I loved the A-story, which featured Louise scheming to get a half-day before Thanksgiving, and deciding to supersede Mr. Frond's annual Turkey Day play with one so bad that he'll have no choice but to shut it down and let them out. She picks her sister's "The Quirky Turkey" fable, which Tina doesn't know until the end of the second act was chosen for its ruinous potential.

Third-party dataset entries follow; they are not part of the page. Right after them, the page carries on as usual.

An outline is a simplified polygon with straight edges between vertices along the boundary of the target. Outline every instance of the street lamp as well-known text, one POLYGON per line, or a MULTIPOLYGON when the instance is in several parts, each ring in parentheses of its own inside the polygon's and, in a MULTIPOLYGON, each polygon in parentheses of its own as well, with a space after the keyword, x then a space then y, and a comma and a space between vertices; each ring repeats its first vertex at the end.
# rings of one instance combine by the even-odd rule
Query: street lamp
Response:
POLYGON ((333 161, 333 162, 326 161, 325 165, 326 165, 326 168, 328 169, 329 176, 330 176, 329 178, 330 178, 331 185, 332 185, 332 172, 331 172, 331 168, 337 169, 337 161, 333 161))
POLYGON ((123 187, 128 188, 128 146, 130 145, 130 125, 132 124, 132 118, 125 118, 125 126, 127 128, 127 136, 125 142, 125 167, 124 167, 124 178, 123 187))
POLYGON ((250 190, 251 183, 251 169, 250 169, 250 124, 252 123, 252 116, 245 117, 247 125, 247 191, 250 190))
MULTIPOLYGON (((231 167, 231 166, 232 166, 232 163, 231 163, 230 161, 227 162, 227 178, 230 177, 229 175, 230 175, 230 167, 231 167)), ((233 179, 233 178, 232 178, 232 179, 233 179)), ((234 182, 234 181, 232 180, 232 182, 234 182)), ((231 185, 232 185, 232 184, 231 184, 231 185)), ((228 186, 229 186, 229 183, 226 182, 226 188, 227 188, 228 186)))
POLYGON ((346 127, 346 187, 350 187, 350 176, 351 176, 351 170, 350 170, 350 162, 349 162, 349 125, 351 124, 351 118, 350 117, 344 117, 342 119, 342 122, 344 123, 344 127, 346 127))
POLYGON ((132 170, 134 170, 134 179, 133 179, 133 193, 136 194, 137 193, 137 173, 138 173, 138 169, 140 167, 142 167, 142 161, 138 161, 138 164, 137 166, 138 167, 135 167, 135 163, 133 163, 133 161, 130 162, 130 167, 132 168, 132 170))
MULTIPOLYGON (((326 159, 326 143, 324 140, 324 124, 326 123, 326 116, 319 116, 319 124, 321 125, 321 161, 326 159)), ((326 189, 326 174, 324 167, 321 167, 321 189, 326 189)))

The whole Producers-esque plan to put on a play so bad it'll get them out of school is, as Mel Brooks proved twice over, rife with comic potential that the episode capitalized on. The effort to put on the play gave the denizens of Wagstaff plenty of ways to make the (real life) audience laugh, from Louise buttering up Frond by making him the Executive Producer (her cutting off his speech at the play was a big laugh), to Jocelyn explaining that she thinks harmony is "when I sing louder than you," to Zeke referring to Tina as "Tina-see Williams" in a bit of typically stellar Bob's Burgers worldplay. There's lots of laughs here (including Louise's line that it was hard to get people to sell bags of gizzards and giblets to a nine-year old) that keeps things light.

But the emotional contingent of the story, while not overwhelming, is very effective as well. You feel for Tina trying to tell her story and realizing her sister only wants to use it for shock value. (Her line "I feel like my soul has diarrhea" is appropriately graphic in describing that feeling.) And while Louise's change of heart after spraying the audience with turkey entrails is rather rushed and only mildly motivated, her eventual sticking up for her sister, and Tina winning over the crowd with her heartfelt song about having the (literal and figurative!) guts to be yourself is a nice way to end it. The episode captures the ramshackle school play feeling in every moment, and the slightly more polished version at the end is a treat as well.

There's nothing really emotionally potent about the B-story, which in a bizarre but perfectly Linda twist, is about the Belcher matriarch discovering a potato that has the face, and to her thinking, spirit of her grandfather, but it's hilarious nonetheless. Bob and Linda work well as a comedic pairing because Linda is so out there, and Bob is kind of bewilded but generally supportive of the lunacy, which adds up to something sweet but random every time. Teddy's guileless support for all of Linda's wacky theories is always welcome, and Bob rejecting the potato but then bringing it to the performance is an obvious but nonetheless funny and kind of cute way to end it.

Overall, it's another Bob's Burgers instant Thanksgiving classic. Keep 'em comin', Bob!